Say these have an m:n relationship so employees can work in multiple
departments (they really work hard :)). We then need an intermediate
table, which is not really an entity, and this is DepartmentEmployees. 

        In our code, when we want to add an employee to a department, we
do this (pseudocode)

// create new empty employee entity object
EmployeeEntity newEmployee = new EmployeeEntity();
// fill in properties of this employee
myDepartment.Employees.Add(newEmployee);
// save the department and with that the employee, in 1 transaction
myDepartment.Save();

        Nice code, tiny, clean. 

        Now, the manager thinks he needs to know when each employee
started at which department. To model this correctly, you have to
objectify the department-employee relationship into a relation, and add
a non-pk, mandatory attribute 'StartDate'. 

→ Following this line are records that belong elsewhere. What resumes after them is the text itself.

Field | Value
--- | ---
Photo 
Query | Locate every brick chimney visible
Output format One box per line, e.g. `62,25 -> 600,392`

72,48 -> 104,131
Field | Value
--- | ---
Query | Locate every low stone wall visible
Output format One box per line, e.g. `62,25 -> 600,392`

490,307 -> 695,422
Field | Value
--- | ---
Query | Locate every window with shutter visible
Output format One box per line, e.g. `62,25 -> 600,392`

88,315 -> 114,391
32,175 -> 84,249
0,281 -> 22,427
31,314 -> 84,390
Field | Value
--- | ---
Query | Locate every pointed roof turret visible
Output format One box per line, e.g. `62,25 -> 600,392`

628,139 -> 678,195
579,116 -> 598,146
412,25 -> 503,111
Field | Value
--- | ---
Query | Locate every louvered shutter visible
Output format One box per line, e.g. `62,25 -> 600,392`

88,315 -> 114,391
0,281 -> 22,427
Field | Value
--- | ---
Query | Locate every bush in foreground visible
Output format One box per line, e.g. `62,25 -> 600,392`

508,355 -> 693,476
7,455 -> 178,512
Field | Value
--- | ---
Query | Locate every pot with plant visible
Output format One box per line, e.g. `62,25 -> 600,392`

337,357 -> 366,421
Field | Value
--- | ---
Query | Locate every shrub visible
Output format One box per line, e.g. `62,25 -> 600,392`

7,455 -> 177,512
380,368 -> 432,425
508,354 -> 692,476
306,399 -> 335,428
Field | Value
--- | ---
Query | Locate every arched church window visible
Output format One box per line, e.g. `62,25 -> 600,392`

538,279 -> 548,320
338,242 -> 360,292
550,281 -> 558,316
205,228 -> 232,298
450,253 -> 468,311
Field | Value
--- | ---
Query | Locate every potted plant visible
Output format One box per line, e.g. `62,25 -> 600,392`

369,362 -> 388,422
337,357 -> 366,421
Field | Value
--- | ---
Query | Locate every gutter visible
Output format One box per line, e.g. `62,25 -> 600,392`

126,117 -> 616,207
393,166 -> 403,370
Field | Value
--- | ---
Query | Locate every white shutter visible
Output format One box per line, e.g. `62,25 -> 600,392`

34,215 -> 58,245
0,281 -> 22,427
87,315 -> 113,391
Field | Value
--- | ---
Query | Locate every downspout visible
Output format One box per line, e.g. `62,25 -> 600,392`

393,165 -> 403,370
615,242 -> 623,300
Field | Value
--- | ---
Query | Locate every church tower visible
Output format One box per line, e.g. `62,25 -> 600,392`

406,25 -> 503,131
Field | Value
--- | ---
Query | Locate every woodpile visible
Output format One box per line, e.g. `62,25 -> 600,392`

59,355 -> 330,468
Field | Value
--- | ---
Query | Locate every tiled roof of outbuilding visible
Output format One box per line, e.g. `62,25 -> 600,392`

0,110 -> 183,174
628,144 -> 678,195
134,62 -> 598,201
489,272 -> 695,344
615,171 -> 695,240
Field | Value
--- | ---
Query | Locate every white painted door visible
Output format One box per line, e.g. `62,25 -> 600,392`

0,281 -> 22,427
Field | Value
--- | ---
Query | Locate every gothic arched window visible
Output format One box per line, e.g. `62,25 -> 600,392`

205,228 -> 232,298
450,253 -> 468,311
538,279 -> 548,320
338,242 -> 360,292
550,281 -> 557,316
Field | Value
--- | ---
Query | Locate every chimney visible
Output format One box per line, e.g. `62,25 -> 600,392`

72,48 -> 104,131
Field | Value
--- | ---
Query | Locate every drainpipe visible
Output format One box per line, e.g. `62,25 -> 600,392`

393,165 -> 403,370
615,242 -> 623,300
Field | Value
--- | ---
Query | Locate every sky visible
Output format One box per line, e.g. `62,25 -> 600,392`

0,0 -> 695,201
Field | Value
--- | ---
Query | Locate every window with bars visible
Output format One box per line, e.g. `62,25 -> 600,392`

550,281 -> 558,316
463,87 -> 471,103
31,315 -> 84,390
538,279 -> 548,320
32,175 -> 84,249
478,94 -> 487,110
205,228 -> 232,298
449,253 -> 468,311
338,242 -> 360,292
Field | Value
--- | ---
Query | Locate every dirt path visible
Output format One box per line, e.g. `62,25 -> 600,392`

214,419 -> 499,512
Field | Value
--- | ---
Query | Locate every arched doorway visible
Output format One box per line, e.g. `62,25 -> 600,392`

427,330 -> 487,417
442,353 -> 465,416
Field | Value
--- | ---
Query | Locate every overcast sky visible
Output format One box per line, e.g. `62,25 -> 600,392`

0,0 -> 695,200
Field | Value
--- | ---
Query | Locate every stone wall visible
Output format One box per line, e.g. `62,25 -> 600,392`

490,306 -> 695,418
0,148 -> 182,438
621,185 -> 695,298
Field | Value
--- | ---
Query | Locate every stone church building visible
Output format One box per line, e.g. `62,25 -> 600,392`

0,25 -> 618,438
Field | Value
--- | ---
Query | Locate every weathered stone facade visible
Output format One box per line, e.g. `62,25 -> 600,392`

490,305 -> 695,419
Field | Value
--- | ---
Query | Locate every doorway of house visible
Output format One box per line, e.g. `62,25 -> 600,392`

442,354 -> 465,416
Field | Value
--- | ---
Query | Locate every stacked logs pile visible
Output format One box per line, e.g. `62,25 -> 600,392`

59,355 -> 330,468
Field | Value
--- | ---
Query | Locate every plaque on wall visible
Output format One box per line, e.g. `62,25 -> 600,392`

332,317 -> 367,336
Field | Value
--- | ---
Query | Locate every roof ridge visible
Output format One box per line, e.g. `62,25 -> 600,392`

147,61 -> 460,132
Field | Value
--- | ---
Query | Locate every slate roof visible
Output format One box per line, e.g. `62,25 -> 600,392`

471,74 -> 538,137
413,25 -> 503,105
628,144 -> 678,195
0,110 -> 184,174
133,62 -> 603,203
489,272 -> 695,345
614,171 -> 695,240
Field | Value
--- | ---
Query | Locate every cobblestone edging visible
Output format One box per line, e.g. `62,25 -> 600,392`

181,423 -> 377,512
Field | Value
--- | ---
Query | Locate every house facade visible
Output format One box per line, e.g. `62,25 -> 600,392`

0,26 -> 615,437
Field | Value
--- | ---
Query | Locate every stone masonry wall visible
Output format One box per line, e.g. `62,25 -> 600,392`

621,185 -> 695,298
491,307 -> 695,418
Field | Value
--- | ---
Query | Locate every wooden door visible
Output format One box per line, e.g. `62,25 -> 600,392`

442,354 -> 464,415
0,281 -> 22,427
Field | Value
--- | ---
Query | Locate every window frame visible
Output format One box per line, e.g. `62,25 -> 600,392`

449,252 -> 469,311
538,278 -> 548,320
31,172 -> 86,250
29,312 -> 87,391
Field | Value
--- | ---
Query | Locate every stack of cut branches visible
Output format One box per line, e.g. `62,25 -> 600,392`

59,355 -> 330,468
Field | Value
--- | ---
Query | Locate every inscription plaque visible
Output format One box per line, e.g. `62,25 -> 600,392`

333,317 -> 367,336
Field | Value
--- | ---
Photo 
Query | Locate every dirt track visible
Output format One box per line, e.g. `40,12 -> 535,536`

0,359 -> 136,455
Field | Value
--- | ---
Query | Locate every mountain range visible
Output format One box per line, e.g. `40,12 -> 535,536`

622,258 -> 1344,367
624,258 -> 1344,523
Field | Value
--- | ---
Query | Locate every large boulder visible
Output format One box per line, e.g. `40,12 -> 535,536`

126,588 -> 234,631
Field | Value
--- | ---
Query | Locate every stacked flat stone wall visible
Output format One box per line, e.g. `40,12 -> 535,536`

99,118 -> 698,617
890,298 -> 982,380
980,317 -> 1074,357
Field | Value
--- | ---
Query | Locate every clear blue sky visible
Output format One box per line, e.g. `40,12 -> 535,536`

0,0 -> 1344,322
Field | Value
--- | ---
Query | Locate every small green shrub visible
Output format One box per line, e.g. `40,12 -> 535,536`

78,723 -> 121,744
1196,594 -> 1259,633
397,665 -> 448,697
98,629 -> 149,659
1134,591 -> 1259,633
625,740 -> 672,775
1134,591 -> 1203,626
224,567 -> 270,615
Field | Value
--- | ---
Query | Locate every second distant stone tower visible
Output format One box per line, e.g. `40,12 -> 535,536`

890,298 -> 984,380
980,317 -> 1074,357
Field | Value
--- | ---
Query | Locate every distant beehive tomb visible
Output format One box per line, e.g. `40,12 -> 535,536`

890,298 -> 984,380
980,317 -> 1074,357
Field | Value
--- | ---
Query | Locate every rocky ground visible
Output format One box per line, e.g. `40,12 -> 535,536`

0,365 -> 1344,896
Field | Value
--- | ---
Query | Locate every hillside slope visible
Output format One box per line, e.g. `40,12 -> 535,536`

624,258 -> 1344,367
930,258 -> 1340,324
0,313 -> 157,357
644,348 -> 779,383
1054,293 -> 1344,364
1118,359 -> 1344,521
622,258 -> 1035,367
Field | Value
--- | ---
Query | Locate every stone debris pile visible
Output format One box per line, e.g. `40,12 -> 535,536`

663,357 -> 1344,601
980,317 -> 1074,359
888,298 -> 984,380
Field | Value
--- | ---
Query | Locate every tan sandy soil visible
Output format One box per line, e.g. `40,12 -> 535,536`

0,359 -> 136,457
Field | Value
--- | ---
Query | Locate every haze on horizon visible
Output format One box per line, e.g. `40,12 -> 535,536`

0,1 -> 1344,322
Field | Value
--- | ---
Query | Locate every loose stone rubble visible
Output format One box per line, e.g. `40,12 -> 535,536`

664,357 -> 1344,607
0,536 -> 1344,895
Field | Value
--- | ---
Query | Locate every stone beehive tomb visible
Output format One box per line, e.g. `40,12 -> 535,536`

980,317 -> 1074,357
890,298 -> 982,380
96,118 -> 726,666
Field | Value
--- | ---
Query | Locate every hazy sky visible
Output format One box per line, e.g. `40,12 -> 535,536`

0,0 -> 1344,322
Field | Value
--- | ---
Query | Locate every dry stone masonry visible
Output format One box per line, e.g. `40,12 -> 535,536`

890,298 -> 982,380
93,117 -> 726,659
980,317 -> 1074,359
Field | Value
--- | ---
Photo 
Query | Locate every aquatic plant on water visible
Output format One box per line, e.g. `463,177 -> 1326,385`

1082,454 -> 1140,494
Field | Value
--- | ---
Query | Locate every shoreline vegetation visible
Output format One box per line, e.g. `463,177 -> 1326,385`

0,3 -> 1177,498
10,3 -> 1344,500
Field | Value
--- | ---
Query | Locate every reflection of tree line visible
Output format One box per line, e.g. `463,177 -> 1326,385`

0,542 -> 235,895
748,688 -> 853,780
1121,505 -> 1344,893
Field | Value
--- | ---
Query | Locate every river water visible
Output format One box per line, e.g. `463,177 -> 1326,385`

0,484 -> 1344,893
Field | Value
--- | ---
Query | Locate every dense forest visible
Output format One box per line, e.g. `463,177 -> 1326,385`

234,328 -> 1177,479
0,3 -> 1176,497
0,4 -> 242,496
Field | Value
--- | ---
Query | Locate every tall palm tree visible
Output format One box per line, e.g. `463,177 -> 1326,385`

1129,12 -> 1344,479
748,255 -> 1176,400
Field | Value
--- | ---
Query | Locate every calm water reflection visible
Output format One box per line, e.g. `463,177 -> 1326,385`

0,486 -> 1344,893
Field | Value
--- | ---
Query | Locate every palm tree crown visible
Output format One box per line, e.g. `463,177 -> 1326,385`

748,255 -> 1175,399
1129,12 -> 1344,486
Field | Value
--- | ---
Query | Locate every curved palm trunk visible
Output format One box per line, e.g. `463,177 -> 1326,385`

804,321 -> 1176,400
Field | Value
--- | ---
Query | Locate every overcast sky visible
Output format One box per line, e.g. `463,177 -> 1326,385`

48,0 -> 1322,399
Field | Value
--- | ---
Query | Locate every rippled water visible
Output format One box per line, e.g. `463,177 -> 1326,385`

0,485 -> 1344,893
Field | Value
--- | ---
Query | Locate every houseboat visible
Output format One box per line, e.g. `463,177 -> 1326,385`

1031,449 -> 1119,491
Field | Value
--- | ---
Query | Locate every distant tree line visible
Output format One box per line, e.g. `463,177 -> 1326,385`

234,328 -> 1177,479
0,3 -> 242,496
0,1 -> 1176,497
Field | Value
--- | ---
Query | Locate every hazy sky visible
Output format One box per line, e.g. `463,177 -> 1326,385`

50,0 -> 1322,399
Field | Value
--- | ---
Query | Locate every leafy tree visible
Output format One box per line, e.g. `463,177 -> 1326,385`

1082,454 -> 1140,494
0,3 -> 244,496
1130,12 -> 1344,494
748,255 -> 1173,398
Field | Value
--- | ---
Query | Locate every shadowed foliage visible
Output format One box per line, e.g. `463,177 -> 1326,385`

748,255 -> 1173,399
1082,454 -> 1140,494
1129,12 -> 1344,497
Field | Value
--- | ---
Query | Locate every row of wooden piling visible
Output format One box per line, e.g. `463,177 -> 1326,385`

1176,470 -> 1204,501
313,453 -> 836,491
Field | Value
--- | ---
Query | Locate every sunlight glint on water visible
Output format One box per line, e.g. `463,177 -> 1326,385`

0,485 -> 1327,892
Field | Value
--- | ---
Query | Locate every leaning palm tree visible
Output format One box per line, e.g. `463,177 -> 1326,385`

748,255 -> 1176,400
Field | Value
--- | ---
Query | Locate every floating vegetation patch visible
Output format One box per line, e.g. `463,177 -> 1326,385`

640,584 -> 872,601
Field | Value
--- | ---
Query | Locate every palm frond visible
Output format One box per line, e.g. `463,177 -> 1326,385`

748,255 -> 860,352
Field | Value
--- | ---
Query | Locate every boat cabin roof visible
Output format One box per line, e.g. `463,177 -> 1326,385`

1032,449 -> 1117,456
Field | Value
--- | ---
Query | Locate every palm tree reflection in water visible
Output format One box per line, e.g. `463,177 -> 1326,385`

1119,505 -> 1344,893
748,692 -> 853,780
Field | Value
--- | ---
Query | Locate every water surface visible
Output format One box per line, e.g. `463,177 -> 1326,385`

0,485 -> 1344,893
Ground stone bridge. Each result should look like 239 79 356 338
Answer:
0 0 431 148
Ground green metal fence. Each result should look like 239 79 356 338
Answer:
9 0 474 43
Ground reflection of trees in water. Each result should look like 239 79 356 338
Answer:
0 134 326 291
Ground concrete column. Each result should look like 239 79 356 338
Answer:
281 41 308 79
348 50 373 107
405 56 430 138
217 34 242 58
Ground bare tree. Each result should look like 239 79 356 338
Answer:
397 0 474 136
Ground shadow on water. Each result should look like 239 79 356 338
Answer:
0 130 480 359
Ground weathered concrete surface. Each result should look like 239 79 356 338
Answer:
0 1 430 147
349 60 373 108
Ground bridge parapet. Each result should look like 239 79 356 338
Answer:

        Now, go back to the codesnippet I just posted. It definitely
will not work, you need to add StartDate as well, as it is mandatory.
You also can't add the employee directly to Employees in the department
object, as it is related via a 3rd entity, so to reach the department
from an enmployee, the developer has to do something like:
myEmployee.DepartmentEmployees[index].Department

        This example is still obvious, as StartDate is mandatory. But
lets say it is first NON mandatory at first. You can keep the code as it
is posted first, because StartDate then will be simply NULL. However
when StartDate becomes mandatory, you have to alter the code as it will
throw a 'cant be null'-exception or similar for the StartDate field.

        What does this mean? Well, you have to know EXACTLY which non-pk
fields in an objectified relation are mandatory and which are not.
Instead of moving away from the database you move closer to the
database. It also introduces inconsistency: some m:n relationships have
to be treated this way, others in a total different way. 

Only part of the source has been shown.